J’AI FAIM – 02

Manger est d’abord un besoin naturel. Pourtant, ça ne se limite pas à cette fonction. Souvent, ce qui arrive sur nos tables a une autre dimension. Culturelle, sociale, familiale. Ce sont ces territoires là, plus méconnus, que nous vous proposons de découvrir…
… Concoracontée par Marina Méloua

 On ne venait qu’à Noël et j’aimais bien ça. Je savais que j’allais trouver un petit sapin posé sur le buffet, des oeufs peints aux couleurs vives et une grand-mère plus large que haute. Je savais que mon grand-père me pincerait la joue quand il me verrait, un geste d’affection géorgien, sans doute.

vente-du-tchourtchkhela-2_J’irai faire un tour dans le jardin du petit pavillon. J’irai tout au fond voir l’enclos des poules, qui sentent si mauvais. Mon grand-père avait planté des arbres fuitiers, mais surtout, il avait récupéré des vignes géorgiennes. Qui n’est pas géorgien ne peut comprendre l’importance d’un tel trésor. Il n’allait pas jusqu’à faire du vin. En revanche, ma grand-mère savait bien comment les utiliser.

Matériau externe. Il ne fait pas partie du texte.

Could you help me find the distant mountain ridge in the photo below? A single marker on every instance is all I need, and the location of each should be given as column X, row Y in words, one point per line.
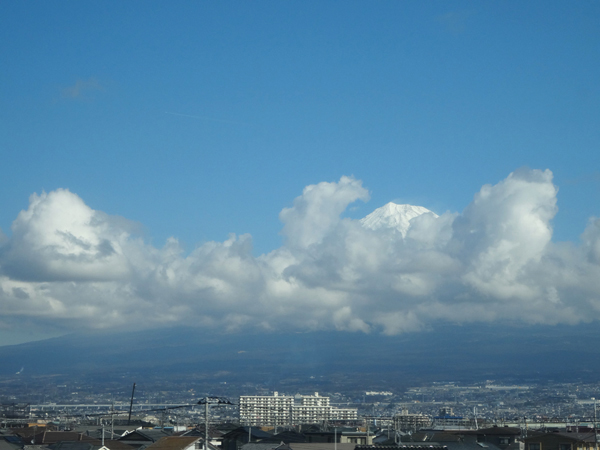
column 394, row 216
column 460, row 353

J’attendais le dessert avec impatience. Je savais bien ce que c’était. Du TCHOURTKHELA. Des tas de tchourtkhela alignés sur une assiette. Ils avaient un peu des têtes de saucissons. Ils en avaient tout à fait la couleur, mais rien à voir. J'AI FAIM…

Sur le brin de coton qu’on voyait dépasser à un bout, ma grand-mère avait enfilé des noisettes. Elle les avait trempées plusieurs fois dans une mixture épaisse à base de jus de raisin géorgien. Elle avait laissé sécher le tout, des tchourtkhela accrochés en file indienne, longtemps.

Noël, c’était la promesse de mordre dans la pâte de raisin élastique, de sentir le croquant des noisettes, de se coincer le fil de coton entre les dents.

 

COMMENT PRÉPARER LE TCHOURTCHKHÉLA

recette-0> Faire cuire du jus de raisin à feu doux
> Jeter petit à petit la farine, sans jamais cesser de remuer, jusqu’à obtention d’une pâte homogène ( 2 verres de farine pour 1 litre de jus).
> Faire bouillir 15 min tout en remuant.
> Tremper les noisettes enfilées sur du gros fil à coudre.
> Les retirer et les égoutter un peu.
> Attendre 15 min et répéter l’opération 2 ou 3 fois, jusqu’à ce que le tchourtchkhéla atteigne le diamètre désiré.

BON… à savoir

Riches en calories, pratiques à transporter, les tchourtchkhélas étaient l’ultime nourriture des guerriers géorgiens.

Ils servaient aussi de tétine aux bébés pendant les périodes de disette. Satisfaisant ainsi leurs besoins de succion. Et les nourrissant du même coup.

Les tchourtchkhélas sont inévistables sur la table du jour de l’An.

A l’ouest du pays, ils ornent l’arbre de Noël géorgien : le tchitchilaki. Ils possèdent un pouvoir mystérieux. Décrochés du sapin la nuit du Nouvel An, ils accomplissent tous nos vœux.